【問】 Aは、BがCに対して負う4,000万円の債務の連帯保証人となった。この場合に関する次の記述のうち、民法の規定及び判例によれば、正しいものはどれか。
1 AのほかにDが連帯保証人となっている場合に、CがAに請求してきたときは、Aは、2,000万円を超える支払いを拒むことができる。
2 Bが時効の利益を放棄した場合、Aは、Bの時効を援用することができない。
3 AがCに対して債権を有する場合、Aが相殺しない間は、Bは、その債権により相殺を援用することができない。
4 CがBに対する債権をEに譲渡し、Aに当該債権譲渡を通知した場合、Eは、Aに対しては債権譲渡を対抗することができるが、Bに対しては債権譲渡を対抗することができない。
【解答】 正解 3
l 誤り。連帯保証人は保証人間に連帯の特約がなくても分別の利益(数人の保証人がある場合に債権者に対し、各保証人が主たる債務を平等の割合で分割した額について保証債務を負担すること)を有しない(大判大6.4.28、民法456条)。

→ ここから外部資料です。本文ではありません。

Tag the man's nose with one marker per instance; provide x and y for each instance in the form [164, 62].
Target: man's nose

2 誤り。主たる債務が時効で消滅したときは、主たる債務者がその援用をしたか否かを問わず、自分に対する関係で保証債務の消滅を主張することができる。
3 正しい。連帯保証人について生じた事由は、原則として主たる債務者に影響しない。AがCに反対債権を有していても、Bはこれを援用することができない。ただし、例外として、a連帯保証人の弁済など、b連帯保証人と債権者との更改、c連帯保証人の相殺(1項)d連帯保証人と債権者の混同がある(連帯債務の規定の準用)。
4 誤り。債権者が連帯保証人に債権譲渡を通知しても、主たる債務者に対して通知をしない場合は、債権譲受人は主たる債務者はおろか、連帯保証人に対しても譲渡を対抗することができない(大判昭9.3.29)。保証人に対して通知しても主たる債務者に対する通知にならないからである(467条)。